Subsequently add second master node for HA-setup via Director

Hi Icinga-Community,

we are currently trying to add a second master node for high-availability to our running, productive Icinga setup. Unfortunately we are have encountered some difficulties regarding the Icinga configs on the new, second master node.

We started with a fresh machine, installed Icinga and run the Node Wizard (created the second master node as satellite). For the following steps we used the official documentation: Distributed Monitoring - Icinga 2
Whereas each our master nodes has its own database backend.
By modifying the zones.conf under “/etc/icinga2/” we were able to get both nodes running. A look at the network traffic (via netstat) showed that the satellites were already communicating with the newly added master node. We have also successfully added the new node as a host via Director in our icingaweb2 frontend. But no new check results could be found in the database of the second master node.

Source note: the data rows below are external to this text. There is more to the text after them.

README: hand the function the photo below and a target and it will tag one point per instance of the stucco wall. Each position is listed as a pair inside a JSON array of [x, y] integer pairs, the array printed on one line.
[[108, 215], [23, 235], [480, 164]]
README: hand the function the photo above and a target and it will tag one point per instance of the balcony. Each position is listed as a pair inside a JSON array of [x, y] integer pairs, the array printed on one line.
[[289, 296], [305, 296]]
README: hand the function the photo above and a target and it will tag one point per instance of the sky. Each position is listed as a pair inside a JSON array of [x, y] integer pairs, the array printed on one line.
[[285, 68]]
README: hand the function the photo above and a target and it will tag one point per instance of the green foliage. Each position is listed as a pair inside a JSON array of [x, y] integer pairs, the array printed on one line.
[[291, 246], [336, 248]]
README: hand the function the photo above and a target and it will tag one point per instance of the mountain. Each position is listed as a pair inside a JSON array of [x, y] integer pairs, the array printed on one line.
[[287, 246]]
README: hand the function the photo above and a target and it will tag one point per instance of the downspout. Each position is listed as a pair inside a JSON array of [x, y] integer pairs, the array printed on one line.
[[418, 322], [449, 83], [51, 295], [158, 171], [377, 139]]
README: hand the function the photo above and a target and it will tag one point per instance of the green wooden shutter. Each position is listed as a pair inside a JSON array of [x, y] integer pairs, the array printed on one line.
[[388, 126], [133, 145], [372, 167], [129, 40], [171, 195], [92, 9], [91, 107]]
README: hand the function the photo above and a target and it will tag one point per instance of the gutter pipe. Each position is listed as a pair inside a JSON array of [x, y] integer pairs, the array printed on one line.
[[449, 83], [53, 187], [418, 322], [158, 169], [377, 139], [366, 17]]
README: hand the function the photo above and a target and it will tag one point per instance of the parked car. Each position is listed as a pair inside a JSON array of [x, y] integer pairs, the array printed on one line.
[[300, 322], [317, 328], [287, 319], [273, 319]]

So we looked further on the documentation and found the following:

And from this point it gets more and more messy :confused:
We did this initial sync but afterwards we could not restart the second master node successfully, because of a re-defining error.

E.g.:

critical/config: Error: Object ‘secondmaster.xyz.net’ of type ‘Endpoint’ re-defined: in /var/lib/icinga2/api/packages/director/5484465a-5088-4025-971b-72eeb3ca059c/zones.d/master/agent_endpoints.conf: 1:0-1:39; previous definition: in /etc/icinga2/zones.conf

If we comment out the corresponding object in /etc/icinga2/zones.conf, we get error messages about missing objects.

E.g.:

[2021-05-12 15:19:09 +0200] information/cli: Icinga application loader (version: r2.12.3-1)
[2021-05-12 15:19:09 +0200] information/cli: Loading configuration file(s).
[2021-05-12 15:19:09 +0200] information/ConfigItem: Committing config item(s).
[2021-05-12 15:19:09 +0200] information/ApiListener: My API identity: secondmaster.xyz.net
[2021-05-12 15:19:09 +0200] critical/config: Error: Validation failed for object ‘node-446.xyz.net!win_disk!Teams_service’ of type ‘Notification’; Attribute ‘command’: Object ‘mail-service-notification’ of type ‘NotificationCommand’ does not exist.
Location: in /var/lib/icinga2/api/packages/director/5484465a-5088-4025-971b-72eeb3ca059c/zones.d/master/notification_templates.conf: 2:5-2:41
/var/lib/icinga2/api/packages/director/5484465a-5088-4025-971b-72eeb3ca059c/zones.d/master/notification_templates.conf(1): template Notification “Teams_serviceNotification” {
/var/lib/icinga2/api/packages/director/5484465a-5088-4025-971b-72eeb3ca059c/zones.d/master/notification_templates.conf(2): command = “mail-service-notification”
^^^^^^^^^^^^^^^^^^^^^^^^^^^^^^^^^^^^^
/var/lib/icinga2/api/packages/director/5484465a-5088-4025-971b-72eeb3ca059c/zones.d/master/notification_templates.conf(3): users = [ “team” ]
/var/lib/icinga2/api/packages/director/5484465a-5088-4025-971b-72eeb3ca059c/zones.d/master/notification_templates.conf(4): }
…

This error log goes on endlessly and seems to list every service on every host we have.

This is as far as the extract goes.